Yalnızca 'endüstri tesisi' mi?
Bu yapının bu açıdan yalnızca bir 'endüstriyel tesis' olduğu söylenemez.
Mezbaha binası, denizden bakıldığında adeta bir cami, okul, hatta bir saray
gibi azametli ve gösterişli bir yapıydı. Neden bir mezbaha binası için böyle
bir yapı yapılmıştı? Belki de mezbahanın yapıldığı dönem (biraz
gecikerek, 1920'ler) Avrupa başkentlerinde önemli kamu yapılarının inşa
edildiği, şehirsel hizmetlerde devrimlerin yaşandığı bir dönemdi. 20 yüzyıl
başında dünyanın dördüncü büyük ticaret şehri olan İstanbul'un da bu
dönemde birçok Avrupa şehriyle eşzamanlı olarak birçok yeniliğe sahne
olduğu biliniyor. Sütlüce Mezbahası'nı da yalnızca bir mezbaha olarak değil,
belki bu 'kamu yapıları serisi' içinde değerlendirmek gerekiyor.
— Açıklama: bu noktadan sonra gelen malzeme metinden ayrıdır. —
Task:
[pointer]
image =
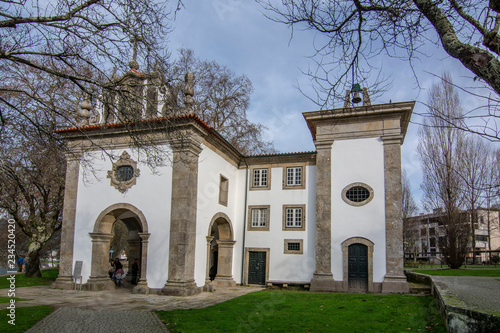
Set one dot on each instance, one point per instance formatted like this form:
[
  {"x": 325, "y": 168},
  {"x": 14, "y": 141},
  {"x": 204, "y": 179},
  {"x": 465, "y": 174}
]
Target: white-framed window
[
  {"x": 293, "y": 246},
  {"x": 260, "y": 178},
  {"x": 294, "y": 176},
  {"x": 294, "y": 217},
  {"x": 223, "y": 190},
  {"x": 258, "y": 218}
]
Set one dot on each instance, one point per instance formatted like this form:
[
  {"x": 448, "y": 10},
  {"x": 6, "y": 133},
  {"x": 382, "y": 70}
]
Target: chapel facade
[{"x": 210, "y": 217}]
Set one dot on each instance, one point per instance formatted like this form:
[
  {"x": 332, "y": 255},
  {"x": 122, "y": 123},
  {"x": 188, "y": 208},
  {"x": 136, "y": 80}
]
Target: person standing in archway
[
  {"x": 135, "y": 271},
  {"x": 118, "y": 271}
]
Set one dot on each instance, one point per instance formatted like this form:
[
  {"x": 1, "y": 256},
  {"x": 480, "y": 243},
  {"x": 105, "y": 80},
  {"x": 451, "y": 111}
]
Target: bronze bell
[
  {"x": 356, "y": 98},
  {"x": 356, "y": 88}
]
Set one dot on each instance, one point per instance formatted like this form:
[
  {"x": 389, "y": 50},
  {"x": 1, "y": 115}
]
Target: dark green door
[
  {"x": 257, "y": 268},
  {"x": 358, "y": 267}
]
Haliç çevresinde başta Galata ve Eminönü olmak üzere bir çok ticari
yapıda 'art nouveau', eklektik (neoklasik, neogrek, neobarok) mimari tarz görülürken
birçok kamu binasının sonradan 'Birinci Milli' diye adlandırılan bir mimari
tarzda inşa edildiği söylenebilir. (Bu tarz, Osmanlı mimarlığına gönderme
yapan eklektik bir tarzdı.) Galata Köprüsü gibi tamamen yurtdışında yapılıp
getirilen bir çelik yapıdan vapur iskelelerine, Düyun-u Umumiye'den Osmanlı
Bankası binasına, okul yapılarından elektrik trafolarına kadar birçok
mimarlık ürünü bu tarzdaydı.
'İkinci Milli' denen tarz ise Cumhuriyet döneminde bu tarza karşı bir tepki
olarak çıktı. 'İkinci Milli' bu Osmanlıcı tarza bir tepki olduğu kadar
siyasal alanda zayıf kalan bir kimlikleşme girişiminin tasfiye hareketiydi.
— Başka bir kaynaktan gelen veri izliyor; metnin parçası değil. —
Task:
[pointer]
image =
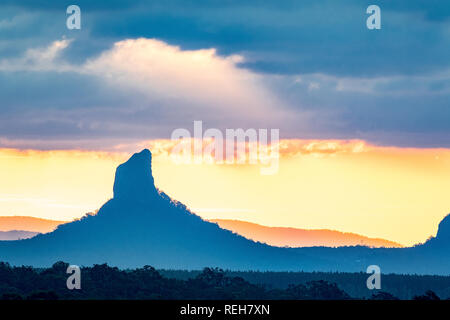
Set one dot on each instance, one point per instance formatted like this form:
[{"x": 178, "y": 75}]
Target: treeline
[
  {"x": 105, "y": 282},
  {"x": 404, "y": 287}
]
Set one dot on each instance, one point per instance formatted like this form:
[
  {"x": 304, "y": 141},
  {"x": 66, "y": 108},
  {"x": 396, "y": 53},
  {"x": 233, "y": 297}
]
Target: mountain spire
[{"x": 134, "y": 179}]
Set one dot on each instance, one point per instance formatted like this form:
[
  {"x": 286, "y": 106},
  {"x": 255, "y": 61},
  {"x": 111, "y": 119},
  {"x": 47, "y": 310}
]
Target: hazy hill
[
  {"x": 142, "y": 226},
  {"x": 16, "y": 234},
  {"x": 293, "y": 237},
  {"x": 28, "y": 223}
]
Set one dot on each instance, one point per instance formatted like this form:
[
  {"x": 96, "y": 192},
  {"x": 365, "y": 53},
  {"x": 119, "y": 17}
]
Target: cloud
[
  {"x": 39, "y": 59},
  {"x": 139, "y": 88},
  {"x": 201, "y": 78}
]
'İkinci Milli olarak adlandırılan mimarlık tarzı ise tıpkı dildeki arınma
çabaları gibi, 'halk mimarisi'ne doğru yöneldi. Böylece 'İkinci
Milli'ciler Batı'da hakim işlevselci akımla, 'saf', 'ağdalı olmayan', 'halk
mimarisi'ne gönderme yaptıkları kendi mimarlık anlayışları arasında bir
köprü kurmaya çalıştılar.
Yapılar 'gözden çıkarılıyor'
1970'lerde mimarlık mirasının korunması tartışmalarında akademik çevrelere
hâlâ bu akımın kalıntıları hâkimdi ve belki de bu nedenle 'Birinci
Milli'ye ait birçok yapı (tıpkı diğer 'eklektik' yapılar gibi) korunmaya
değer bulunmadı. Bugün Türkiye'deki mimarlık anlayışının bu 'İkinci
Milli' çerçevesini aştığı da pek söylenemez. Türkiye gibi ülkelerde
mimarlar ulusalcı bir mimarlık peşinde koşarken Avrupalı mimarlar modernliğin
bir biçim sorunsalı olmadığını tartışıyorlardı. Mekân düzenleme
konusu Batı'da diğer uzmanlıklara benzer bir entelektüel girişime sahne
oldu.
İlginç olan Sütlüce Mezbahası'nın yıkımına yol açan ve yaklaşık
onun dört katı büyüklüğünde olan inşaatın bu 'İkinci Milli'nin bir kalıntısı
olması. Ben bu tarzı
'Üçüncü Milli' olarak adlandırmayı öneriyorum. Neden derseniz: Nasıl
mezbahanın yapıldığı tarihlerde Osmanlı İmparatorluğu ulusalcı
dinamiklere bir cevap vermeye çalıştıysa, bugün 'Avrupa'nın en büyük kültür
merkezi' denen inşaat bu düşüncedeki sürekliliğe işaret ediyor.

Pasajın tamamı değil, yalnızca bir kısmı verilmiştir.